Turns out the memory leak occurs when you read/write to the fuse client. After some digging around I found these two bug reports: https://github.com/gluster/glusterfs/issues/1440 https://github.com/gluster/glusterfs/issues/1413 Looks like this is a known issue upstream and a fix has yet to be committed. The suggested workaround is to disable open-behind: ``` gluster volume set <volname> open-behind off ```
(In reply to Daniel Morante from comment #14) If the root cause issues are yet to be resolved, should we not leave this issue open? One resolution option pending resolution upstream is a pkg-message indicating the issue, with details on the workaround (until permanently resolved)
(In reply to Kubilay Kocak from comment #16) Yes, I agree it makes sense to leave it open. Is there a way to mark this bug as waiting for something external? Or do we just leave it as is?
(In reply to Daniel Morante from comment #17) @Maintainer / Reporter Updates/progress on this? Can we resolve this in any other way?

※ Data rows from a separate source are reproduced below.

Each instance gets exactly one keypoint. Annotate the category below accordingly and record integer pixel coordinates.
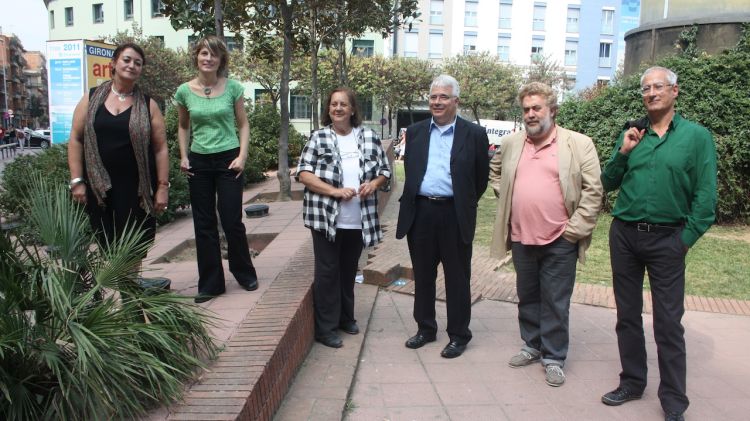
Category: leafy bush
(52, 165)
(713, 92)
(265, 129)
(79, 338)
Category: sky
(28, 20)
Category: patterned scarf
(140, 137)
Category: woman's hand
(79, 193)
(185, 166)
(238, 165)
(344, 193)
(366, 189)
(161, 199)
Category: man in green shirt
(666, 173)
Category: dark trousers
(545, 276)
(663, 255)
(213, 186)
(434, 238)
(333, 283)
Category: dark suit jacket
(469, 172)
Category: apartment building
(582, 36)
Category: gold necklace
(120, 96)
(207, 89)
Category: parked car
(40, 138)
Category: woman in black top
(117, 152)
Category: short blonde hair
(541, 89)
(217, 48)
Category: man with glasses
(446, 166)
(666, 174)
(547, 181)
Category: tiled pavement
(374, 377)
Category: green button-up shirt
(671, 179)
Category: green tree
(713, 92)
(165, 68)
(488, 86)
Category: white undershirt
(350, 216)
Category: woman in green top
(210, 106)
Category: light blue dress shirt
(437, 178)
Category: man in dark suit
(447, 168)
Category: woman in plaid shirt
(342, 166)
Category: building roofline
(699, 20)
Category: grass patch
(716, 266)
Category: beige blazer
(579, 179)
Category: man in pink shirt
(549, 194)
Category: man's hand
(632, 138)
(345, 193)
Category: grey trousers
(544, 282)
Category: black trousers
(333, 282)
(544, 281)
(662, 254)
(434, 238)
(213, 186)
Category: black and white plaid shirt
(321, 156)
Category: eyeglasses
(657, 87)
(441, 98)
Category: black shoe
(674, 416)
(202, 298)
(332, 341)
(619, 396)
(252, 286)
(350, 327)
(419, 340)
(453, 350)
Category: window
(503, 48)
(299, 106)
(68, 16)
(470, 43)
(539, 12)
(574, 14)
(605, 54)
(98, 12)
(571, 53)
(365, 107)
(537, 48)
(127, 6)
(436, 45)
(263, 96)
(436, 12)
(157, 8)
(363, 47)
(411, 42)
(506, 9)
(608, 21)
(470, 13)
(232, 44)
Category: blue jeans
(215, 187)
(545, 276)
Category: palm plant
(79, 337)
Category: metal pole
(5, 78)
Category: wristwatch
(76, 181)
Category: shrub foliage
(79, 338)
(713, 92)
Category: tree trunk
(315, 48)
(285, 182)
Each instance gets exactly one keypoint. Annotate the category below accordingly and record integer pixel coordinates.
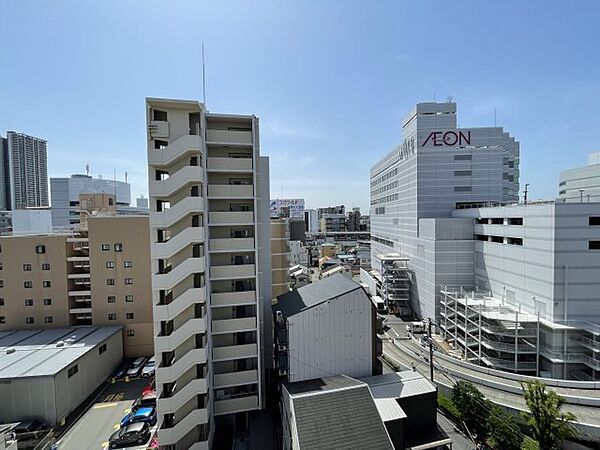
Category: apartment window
(594, 245)
(72, 370)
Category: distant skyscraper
(25, 183)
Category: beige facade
(280, 264)
(61, 280)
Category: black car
(121, 369)
(136, 433)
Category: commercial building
(98, 276)
(437, 168)
(581, 184)
(23, 172)
(326, 328)
(393, 411)
(46, 374)
(211, 265)
(65, 194)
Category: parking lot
(94, 427)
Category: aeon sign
(448, 138)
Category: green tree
(549, 424)
(472, 406)
(503, 429)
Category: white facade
(581, 184)
(436, 168)
(211, 260)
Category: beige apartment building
(96, 276)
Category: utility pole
(430, 352)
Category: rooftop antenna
(203, 76)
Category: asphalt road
(94, 428)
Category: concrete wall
(332, 338)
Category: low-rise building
(46, 374)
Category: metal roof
(295, 301)
(34, 353)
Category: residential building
(581, 184)
(211, 265)
(435, 169)
(46, 374)
(327, 327)
(393, 411)
(26, 180)
(280, 256)
(65, 194)
(98, 276)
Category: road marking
(104, 405)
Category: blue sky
(329, 80)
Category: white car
(148, 370)
(136, 367)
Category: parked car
(136, 367)
(145, 401)
(149, 368)
(132, 434)
(121, 369)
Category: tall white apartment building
(211, 262)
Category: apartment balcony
(177, 212)
(181, 334)
(178, 274)
(232, 298)
(233, 325)
(181, 396)
(234, 405)
(179, 304)
(188, 144)
(221, 164)
(223, 380)
(227, 137)
(170, 436)
(231, 245)
(232, 271)
(184, 176)
(192, 235)
(235, 352)
(230, 191)
(181, 365)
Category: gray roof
(398, 384)
(293, 302)
(338, 414)
(36, 354)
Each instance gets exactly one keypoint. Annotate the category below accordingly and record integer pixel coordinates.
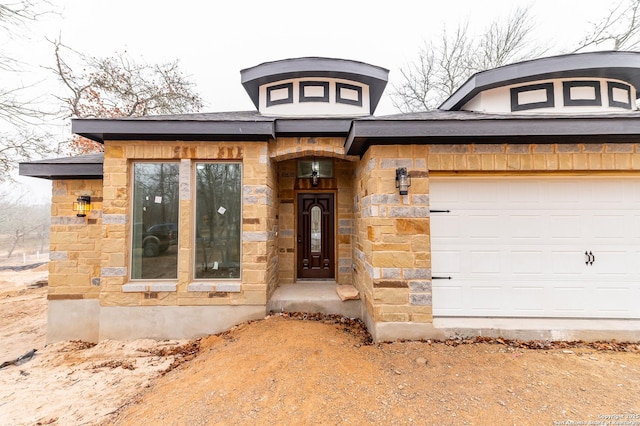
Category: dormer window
(315, 87)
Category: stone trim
(58, 255)
(114, 219)
(152, 287)
(113, 272)
(227, 287)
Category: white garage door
(515, 247)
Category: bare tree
(619, 30)
(20, 137)
(117, 86)
(442, 67)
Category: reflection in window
(316, 232)
(155, 221)
(218, 220)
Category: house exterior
(513, 209)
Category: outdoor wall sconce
(82, 206)
(403, 180)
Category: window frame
(132, 223)
(194, 223)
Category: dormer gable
(596, 82)
(312, 86)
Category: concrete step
(312, 297)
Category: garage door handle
(590, 258)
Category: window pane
(218, 220)
(316, 230)
(155, 221)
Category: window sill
(222, 287)
(153, 287)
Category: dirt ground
(290, 371)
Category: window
(218, 220)
(155, 221)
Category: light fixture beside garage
(82, 206)
(403, 180)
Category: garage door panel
(521, 247)
(485, 299)
(529, 300)
(483, 226)
(525, 226)
(609, 226)
(569, 300)
(524, 193)
(484, 262)
(567, 262)
(527, 262)
(564, 227)
(448, 261)
(616, 301)
(449, 299)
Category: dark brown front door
(315, 236)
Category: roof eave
(611, 64)
(515, 130)
(100, 130)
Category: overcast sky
(214, 40)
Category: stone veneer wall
(259, 207)
(392, 232)
(75, 242)
(392, 250)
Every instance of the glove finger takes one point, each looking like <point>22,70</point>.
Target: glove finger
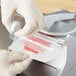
<point>7,13</point>
<point>17,68</point>
<point>3,57</point>
<point>16,57</point>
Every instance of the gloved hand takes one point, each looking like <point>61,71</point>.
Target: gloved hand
<point>12,63</point>
<point>27,9</point>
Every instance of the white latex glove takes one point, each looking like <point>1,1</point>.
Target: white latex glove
<point>27,9</point>
<point>12,63</point>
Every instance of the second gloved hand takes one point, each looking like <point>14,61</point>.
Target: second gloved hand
<point>27,9</point>
<point>13,63</point>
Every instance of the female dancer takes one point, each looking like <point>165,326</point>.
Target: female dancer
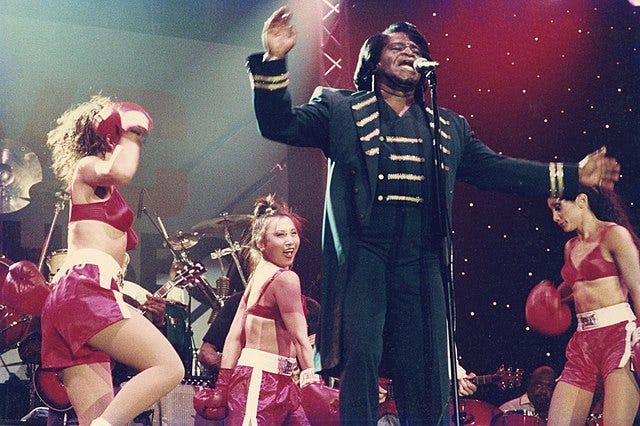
<point>85,322</point>
<point>601,269</point>
<point>269,329</point>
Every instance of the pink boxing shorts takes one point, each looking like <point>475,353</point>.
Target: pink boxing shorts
<point>84,300</point>
<point>601,344</point>
<point>262,392</point>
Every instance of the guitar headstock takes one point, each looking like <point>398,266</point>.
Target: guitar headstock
<point>508,378</point>
<point>188,273</point>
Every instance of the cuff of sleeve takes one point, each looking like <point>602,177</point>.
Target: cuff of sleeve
<point>571,181</point>
<point>257,65</point>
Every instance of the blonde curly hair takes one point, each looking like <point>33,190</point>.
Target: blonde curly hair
<point>74,137</point>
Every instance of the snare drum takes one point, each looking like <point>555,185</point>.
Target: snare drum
<point>474,412</point>
<point>518,418</point>
<point>54,261</point>
<point>595,419</point>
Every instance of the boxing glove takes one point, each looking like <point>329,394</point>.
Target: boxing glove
<point>211,403</point>
<point>25,288</point>
<point>320,402</point>
<point>635,351</point>
<point>545,311</point>
<point>118,118</point>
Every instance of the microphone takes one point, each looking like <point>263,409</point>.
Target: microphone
<point>423,65</point>
<point>140,204</point>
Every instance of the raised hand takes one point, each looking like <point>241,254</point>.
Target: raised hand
<point>596,169</point>
<point>278,35</point>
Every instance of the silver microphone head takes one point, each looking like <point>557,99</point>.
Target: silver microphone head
<point>222,284</point>
<point>423,65</point>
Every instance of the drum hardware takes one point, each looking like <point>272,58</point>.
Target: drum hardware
<point>19,170</point>
<point>178,245</point>
<point>183,240</point>
<point>223,282</point>
<point>57,208</point>
<point>226,223</point>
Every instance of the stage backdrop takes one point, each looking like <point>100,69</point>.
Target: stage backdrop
<point>545,80</point>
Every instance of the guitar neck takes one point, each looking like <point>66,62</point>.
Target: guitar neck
<point>165,289</point>
<point>483,380</point>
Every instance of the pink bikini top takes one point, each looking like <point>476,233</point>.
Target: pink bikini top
<point>113,211</point>
<point>592,267</point>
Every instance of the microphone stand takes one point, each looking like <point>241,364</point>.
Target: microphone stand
<point>446,258</point>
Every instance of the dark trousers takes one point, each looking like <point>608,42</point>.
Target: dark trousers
<point>388,294</point>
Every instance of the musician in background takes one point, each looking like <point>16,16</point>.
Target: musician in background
<point>536,399</point>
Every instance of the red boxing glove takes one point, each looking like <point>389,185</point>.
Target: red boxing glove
<point>211,403</point>
<point>120,117</point>
<point>25,288</point>
<point>319,401</point>
<point>635,351</point>
<point>545,311</point>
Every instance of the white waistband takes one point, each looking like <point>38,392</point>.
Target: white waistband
<point>109,267</point>
<point>605,316</point>
<point>267,361</point>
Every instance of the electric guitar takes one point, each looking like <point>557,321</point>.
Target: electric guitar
<point>502,378</point>
<point>47,383</point>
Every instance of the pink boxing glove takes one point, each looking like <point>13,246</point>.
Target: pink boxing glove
<point>211,403</point>
<point>319,401</point>
<point>635,350</point>
<point>25,288</point>
<point>545,311</point>
<point>120,117</point>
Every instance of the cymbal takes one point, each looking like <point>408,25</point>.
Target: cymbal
<point>183,240</point>
<point>19,170</point>
<point>219,224</point>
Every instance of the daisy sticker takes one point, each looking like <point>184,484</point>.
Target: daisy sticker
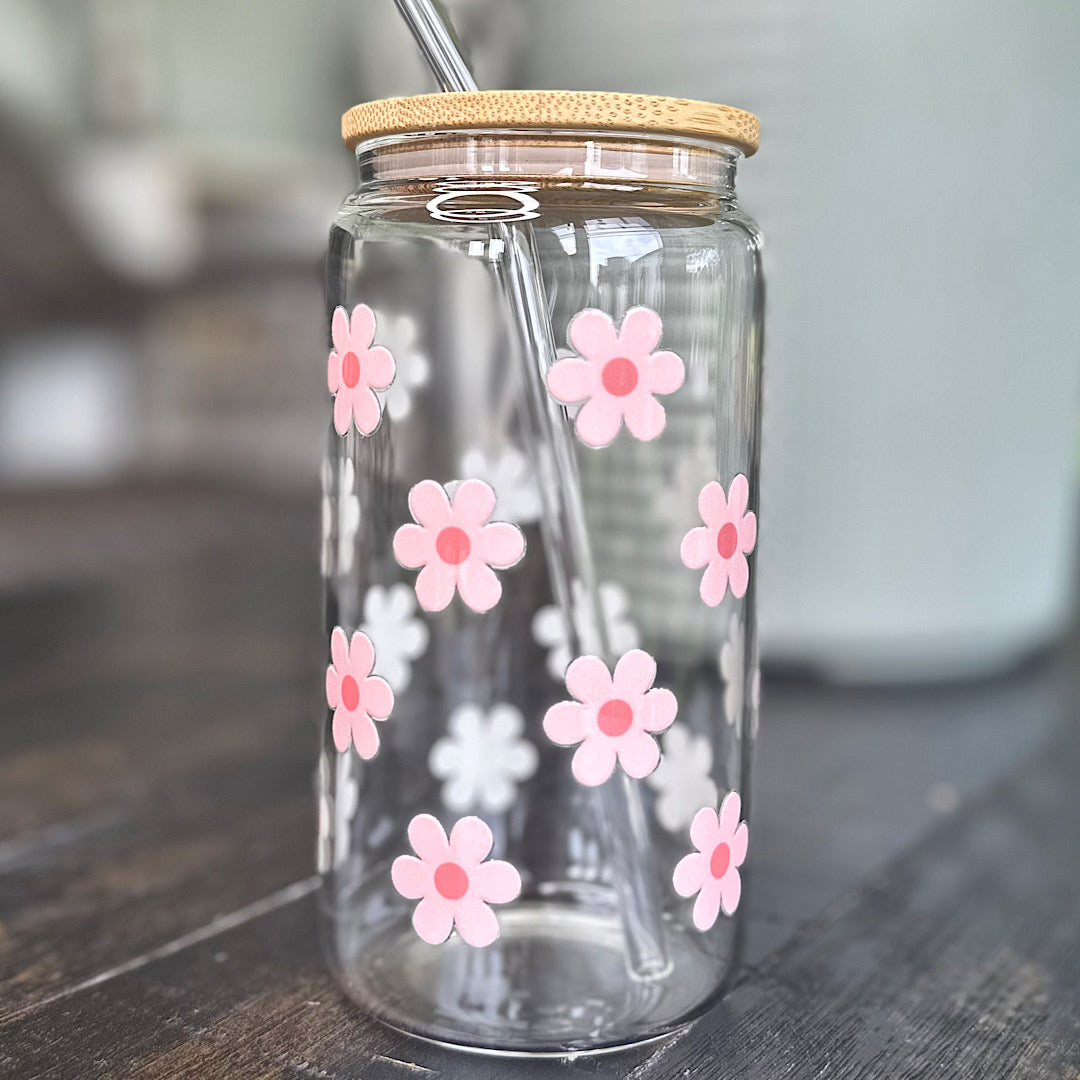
<point>356,697</point>
<point>613,717</point>
<point>455,544</point>
<point>721,544</point>
<point>454,881</point>
<point>355,369</point>
<point>712,872</point>
<point>617,375</point>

From the looks of it the upstream project isn't interested in helping resolve this leak. I don't have the needed skills to track down memory leak. The best way to move forward is to see if someone with the correct experience is willing to volunteer some time to (1) tracking down the leak, and (2) provide a patch to fix it. I can assist in the process of having the patch applied upstream.
The Gluster version if Ports has been updated well beyond 3.x and from what I can tell, there is no active memory leak anymore in the current version. I've been running 8.x for some time now without any issues.